Lignocaine (100μM) increased the amplitude of uterine contractions by 75% with no alterations in frequency. Similar magnitude of increase was seen with human myometrial tissue also. The spontaneous activities were absent in Ca-free or in nifedipine (10μM) containing medium. Heparin (IP blocker, 10IU/ml), but not the indomethacin (10μM) blocked the lignocaine-induced augmentation. L-NAME (NOS inhibitor, 10μM) or methylene blue (guanylyl cyclase inhibitor, 100μM) partially blocked the lignocaine-induced augmentation. SNP (30μM) increased the amplitude of spontaneous uterine contractions. Lignocaine increased the NO content (indicator of NO activity) of uterine tissue and the increase was blocked by L-NAME or hemoglobin.
Present observations indicate that lignocaine augments the amplitude of uterine contractions via Ca-dependent mechanisms involving NO-G cyclase-dependent mechanisms.
利多卡因在分娩期和产后使用,但关于利多卡因对子宫收缩力的影响存在相互矛盾的报道。因此,本研究旨在阐明利多卡因对子宫收缩力的影响及其潜在机制。
记录成年大鼠(发情期)子宫段以及人子宫肌层组织的体外收缩情况。在不存在或存在拮抗剂的情况下记录利多卡因对子宫自发收缩的影响。评估硝普钠(SNP,一氧化氮供体)对子宫收缩力的作用。在不存在或存在L-精氨酸甲酯(L-NAME)或血红蛋白的情况下,将子宫肌层组织暴露于利多卡因后,从上清液中检测一氧化氮(一氧化氮活性指标)。

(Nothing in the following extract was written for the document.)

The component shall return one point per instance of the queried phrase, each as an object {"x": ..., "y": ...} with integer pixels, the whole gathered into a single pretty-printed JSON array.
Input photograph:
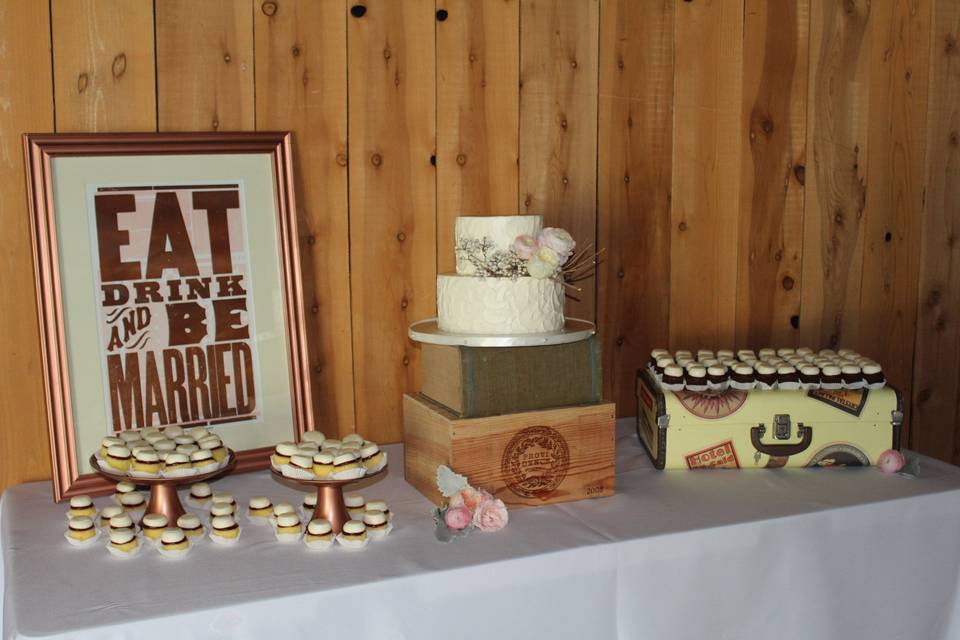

利多卡因(100μM)使子宫收缩幅度增加75%,频率无变化。人子宫肌层组织也出现了类似程度的增加。在无钙或含有硝苯地平(10μM)的培养基中未观察到自发活动。肝素(IP阻断剂,10IU/ml)可阻断利多卡因诱导的增强作用,而吲哚美辛(10μM)则不能。L-精氨酸甲酯(一氧化氮合酶抑制剂,10μM)或亚甲蓝(鸟苷酸环化酶抑制剂,100μM)部分阻断了利多卡因诱导的增强作用。硝普钠(30μM)增加了子宫自发收缩的幅度。利多卡因增加了子宫组织中一氧化氮的含量(一氧化氮活性指标),L-精氨酸甲酯或血红蛋白可阻断这种增加。
目前的观察结果表明,利多卡因通过涉及一氧化氮-鸟苷酸环化酶依赖性机制的钙依赖性机制增强子宫收缩幅度。